I’ve always had trouble understanding why everyone loved Logan in 2017. To 13 year old me, it was just a movie, where things just… happened. Characters talked, a story progressed, and eventually, the movie just… ended. I never agreed with the raving critics about how amazing it was, I didn’t know the logical reason as to why it was so amazing.

This was at a time where I rated every movie that I saw. And, I had a specific way of rating them which I would continue to use for years to come. There were always certain aspects of each movie that I would give “points” to, I guess. I would always go over… did it have good acting? If so, that’s a point. Maybe a half-star or a star. Good cinematography? (Which, at that time, meant to me, did it have pretty colors?) Give it another star. Was the writing good? Did it have good quotes? Give it another one. I always tried my best to make my ratings the most logically sound and reasonable- I wanted it to make sense, and be as objective as possible. Some of my favorite Youtubers at this time were Chris Stuckmann and Jeremy Jahns. They rated things in a similar way- we would go over… is the cgi good? How about the comedy? Most of the online movie criticism I was exposed to (which, 90% of it consisted of comic book movies) was clean cut and straight-forward. That way of rating things always made sense to me. If this aspect of the movie was good or bad, it would increase or decrease my number rating. This movie is bad because it was too serious, this movie is good because it keeps a balance of seriousness and comedy. And that’s really all the mainstream view of movies is, still to this day. And it took me a while to realize that, it shouldn’t be that way. At least, I don’t think it should.

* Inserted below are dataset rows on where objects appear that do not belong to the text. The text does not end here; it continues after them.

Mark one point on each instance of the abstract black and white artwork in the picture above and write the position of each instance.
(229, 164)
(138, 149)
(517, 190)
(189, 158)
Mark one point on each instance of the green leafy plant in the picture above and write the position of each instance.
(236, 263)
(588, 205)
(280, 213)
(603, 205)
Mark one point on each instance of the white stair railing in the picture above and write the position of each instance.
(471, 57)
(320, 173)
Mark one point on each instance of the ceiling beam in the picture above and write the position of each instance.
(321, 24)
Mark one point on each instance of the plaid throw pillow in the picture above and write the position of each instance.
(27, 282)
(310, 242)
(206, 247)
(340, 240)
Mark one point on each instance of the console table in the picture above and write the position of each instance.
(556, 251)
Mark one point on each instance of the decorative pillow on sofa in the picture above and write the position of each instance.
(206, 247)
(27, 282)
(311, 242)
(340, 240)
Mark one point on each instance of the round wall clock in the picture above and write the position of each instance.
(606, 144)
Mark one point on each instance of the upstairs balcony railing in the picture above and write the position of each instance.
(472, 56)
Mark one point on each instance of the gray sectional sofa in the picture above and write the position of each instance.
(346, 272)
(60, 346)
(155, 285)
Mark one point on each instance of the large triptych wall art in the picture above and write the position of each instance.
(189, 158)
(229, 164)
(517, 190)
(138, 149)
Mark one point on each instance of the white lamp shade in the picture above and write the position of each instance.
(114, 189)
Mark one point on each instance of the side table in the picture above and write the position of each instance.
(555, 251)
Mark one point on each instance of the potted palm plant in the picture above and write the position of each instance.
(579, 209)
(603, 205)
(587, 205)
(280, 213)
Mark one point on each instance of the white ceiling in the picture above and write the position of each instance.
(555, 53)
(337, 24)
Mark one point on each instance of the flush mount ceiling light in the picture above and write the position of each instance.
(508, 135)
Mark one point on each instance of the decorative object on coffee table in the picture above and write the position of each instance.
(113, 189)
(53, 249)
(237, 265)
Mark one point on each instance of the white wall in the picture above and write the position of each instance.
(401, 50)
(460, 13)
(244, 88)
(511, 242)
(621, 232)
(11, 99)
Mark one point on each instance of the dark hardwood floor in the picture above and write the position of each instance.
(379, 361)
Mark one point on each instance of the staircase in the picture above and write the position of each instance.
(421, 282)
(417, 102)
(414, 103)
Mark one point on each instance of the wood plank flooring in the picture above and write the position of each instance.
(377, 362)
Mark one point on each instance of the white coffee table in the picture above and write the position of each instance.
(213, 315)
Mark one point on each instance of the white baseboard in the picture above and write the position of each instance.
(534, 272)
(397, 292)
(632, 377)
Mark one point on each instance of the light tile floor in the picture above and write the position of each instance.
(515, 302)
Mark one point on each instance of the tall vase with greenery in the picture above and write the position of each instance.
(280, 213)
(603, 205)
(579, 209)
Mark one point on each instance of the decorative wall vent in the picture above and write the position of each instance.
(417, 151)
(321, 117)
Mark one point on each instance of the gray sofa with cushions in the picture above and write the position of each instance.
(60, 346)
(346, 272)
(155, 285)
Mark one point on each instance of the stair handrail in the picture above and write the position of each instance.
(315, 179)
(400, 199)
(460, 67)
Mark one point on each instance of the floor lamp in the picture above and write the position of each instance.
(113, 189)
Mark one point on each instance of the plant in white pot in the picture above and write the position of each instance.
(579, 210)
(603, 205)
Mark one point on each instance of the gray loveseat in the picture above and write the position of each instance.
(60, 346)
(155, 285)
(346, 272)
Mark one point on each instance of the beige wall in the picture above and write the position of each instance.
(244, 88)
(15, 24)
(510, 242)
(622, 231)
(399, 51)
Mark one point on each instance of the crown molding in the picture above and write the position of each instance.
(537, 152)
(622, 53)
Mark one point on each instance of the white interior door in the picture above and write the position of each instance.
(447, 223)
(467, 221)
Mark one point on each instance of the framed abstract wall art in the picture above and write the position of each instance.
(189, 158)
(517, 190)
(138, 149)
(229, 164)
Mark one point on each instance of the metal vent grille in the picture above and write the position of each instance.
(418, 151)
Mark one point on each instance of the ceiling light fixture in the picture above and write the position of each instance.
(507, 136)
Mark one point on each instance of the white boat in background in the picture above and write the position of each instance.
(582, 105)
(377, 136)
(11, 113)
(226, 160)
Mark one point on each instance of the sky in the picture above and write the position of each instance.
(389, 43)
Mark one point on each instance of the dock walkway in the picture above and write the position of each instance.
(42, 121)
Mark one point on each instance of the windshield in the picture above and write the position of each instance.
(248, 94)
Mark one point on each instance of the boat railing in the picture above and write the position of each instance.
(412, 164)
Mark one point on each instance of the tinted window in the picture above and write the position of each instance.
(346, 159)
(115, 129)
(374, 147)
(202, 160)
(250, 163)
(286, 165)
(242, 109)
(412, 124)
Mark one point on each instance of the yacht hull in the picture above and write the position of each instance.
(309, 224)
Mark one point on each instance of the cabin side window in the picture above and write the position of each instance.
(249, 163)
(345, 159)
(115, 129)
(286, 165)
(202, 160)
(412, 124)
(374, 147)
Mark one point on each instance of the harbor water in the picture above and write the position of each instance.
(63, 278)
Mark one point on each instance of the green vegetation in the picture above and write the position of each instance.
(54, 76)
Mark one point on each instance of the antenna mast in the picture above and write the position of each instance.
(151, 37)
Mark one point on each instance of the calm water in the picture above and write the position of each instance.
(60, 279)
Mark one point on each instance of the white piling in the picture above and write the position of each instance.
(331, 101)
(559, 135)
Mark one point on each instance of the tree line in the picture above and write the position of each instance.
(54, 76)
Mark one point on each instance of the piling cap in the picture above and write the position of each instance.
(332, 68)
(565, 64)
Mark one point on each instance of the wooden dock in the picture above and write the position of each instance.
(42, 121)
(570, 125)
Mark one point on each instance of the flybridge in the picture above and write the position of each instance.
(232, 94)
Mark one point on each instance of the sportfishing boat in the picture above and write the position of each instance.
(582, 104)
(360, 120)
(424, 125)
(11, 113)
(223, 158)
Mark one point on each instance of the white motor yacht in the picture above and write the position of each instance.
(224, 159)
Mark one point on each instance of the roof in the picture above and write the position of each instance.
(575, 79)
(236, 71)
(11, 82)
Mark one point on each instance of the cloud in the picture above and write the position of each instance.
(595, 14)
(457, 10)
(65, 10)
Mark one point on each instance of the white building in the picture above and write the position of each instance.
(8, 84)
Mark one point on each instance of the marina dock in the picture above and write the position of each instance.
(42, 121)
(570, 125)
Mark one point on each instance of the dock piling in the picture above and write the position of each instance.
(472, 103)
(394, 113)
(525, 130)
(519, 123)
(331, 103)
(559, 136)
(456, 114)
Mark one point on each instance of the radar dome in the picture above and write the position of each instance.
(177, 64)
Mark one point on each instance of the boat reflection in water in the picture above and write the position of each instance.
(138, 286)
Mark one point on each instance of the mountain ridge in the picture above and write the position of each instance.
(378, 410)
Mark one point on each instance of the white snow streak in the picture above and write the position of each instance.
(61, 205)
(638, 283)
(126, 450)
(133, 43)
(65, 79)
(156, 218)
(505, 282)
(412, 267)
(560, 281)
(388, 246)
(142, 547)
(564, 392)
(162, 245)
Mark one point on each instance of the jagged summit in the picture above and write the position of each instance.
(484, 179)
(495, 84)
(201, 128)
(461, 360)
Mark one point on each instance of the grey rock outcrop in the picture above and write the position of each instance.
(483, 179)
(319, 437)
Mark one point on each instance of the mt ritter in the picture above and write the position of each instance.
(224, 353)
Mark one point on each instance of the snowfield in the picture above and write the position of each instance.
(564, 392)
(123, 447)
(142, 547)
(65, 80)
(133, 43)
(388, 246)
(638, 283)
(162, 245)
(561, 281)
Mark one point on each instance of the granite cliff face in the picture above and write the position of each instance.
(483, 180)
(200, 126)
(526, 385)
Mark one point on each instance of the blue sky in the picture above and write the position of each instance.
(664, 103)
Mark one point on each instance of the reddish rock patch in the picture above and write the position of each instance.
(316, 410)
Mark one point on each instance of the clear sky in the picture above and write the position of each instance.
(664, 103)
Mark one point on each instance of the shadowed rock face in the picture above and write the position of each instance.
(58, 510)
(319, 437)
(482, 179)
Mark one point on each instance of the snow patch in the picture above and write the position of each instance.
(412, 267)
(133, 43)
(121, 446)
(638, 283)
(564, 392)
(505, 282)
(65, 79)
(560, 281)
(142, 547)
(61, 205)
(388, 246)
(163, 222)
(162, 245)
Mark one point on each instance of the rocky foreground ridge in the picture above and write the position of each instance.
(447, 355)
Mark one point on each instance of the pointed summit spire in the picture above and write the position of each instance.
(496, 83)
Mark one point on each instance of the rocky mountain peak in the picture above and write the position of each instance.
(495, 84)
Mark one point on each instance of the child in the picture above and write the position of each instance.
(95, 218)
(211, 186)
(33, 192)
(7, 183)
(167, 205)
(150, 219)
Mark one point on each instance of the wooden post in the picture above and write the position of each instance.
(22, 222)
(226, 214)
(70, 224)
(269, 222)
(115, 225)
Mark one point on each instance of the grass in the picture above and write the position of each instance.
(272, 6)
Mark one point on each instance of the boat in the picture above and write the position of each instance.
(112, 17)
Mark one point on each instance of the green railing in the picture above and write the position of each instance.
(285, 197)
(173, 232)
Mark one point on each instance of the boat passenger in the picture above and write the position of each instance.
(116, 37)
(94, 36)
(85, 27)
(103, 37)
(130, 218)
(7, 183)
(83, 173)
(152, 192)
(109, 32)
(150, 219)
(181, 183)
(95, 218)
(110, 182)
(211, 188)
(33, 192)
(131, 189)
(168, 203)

An aspect of art I really like is it’s subjectivity- in that, there’s really no way to deduce any art piece as “good” or “bad”, because that would be absurdity. Because we all have different surroundings and experiences, we are all different people with different lenses. We are emotional beings. We’re capable of logic and reasoning, for sure, but it’s only so limited by a million different, irrational factors that make us human. Something that helped me in my realization of this is watching almost all of Charlie Kaufman’s filmography. And seeing the impact that these movies had on so many people. Kaufman makes emotional, human movies. It shows through the fact that everyone derives something different from them. To some, they’re traumatic, and to others, they’re enlightening. I think about his films a lot, and what they mean to me is also entirely different from that, in the way that I connect with Eternal Sunshine of the Spotless Mind and Adaption. And the thing is, despite how abstract his films can be, he never goes to any lengths to explain exactly what he meant to convey through every move and every action. Because he knows how little sense that makes, because his interpretation, even of his own art, is no more or less objective than anyone else’s interpretation. His movies are simply meant to be felt. Art is something that’s made by humans, for humans. And those humans can interpret it how they want- but it’s impossible to get everybody in the world to agree on a rigid viewpoint about one singular piece of art, no matter how logical and no matter how objective that viewpoint may seem.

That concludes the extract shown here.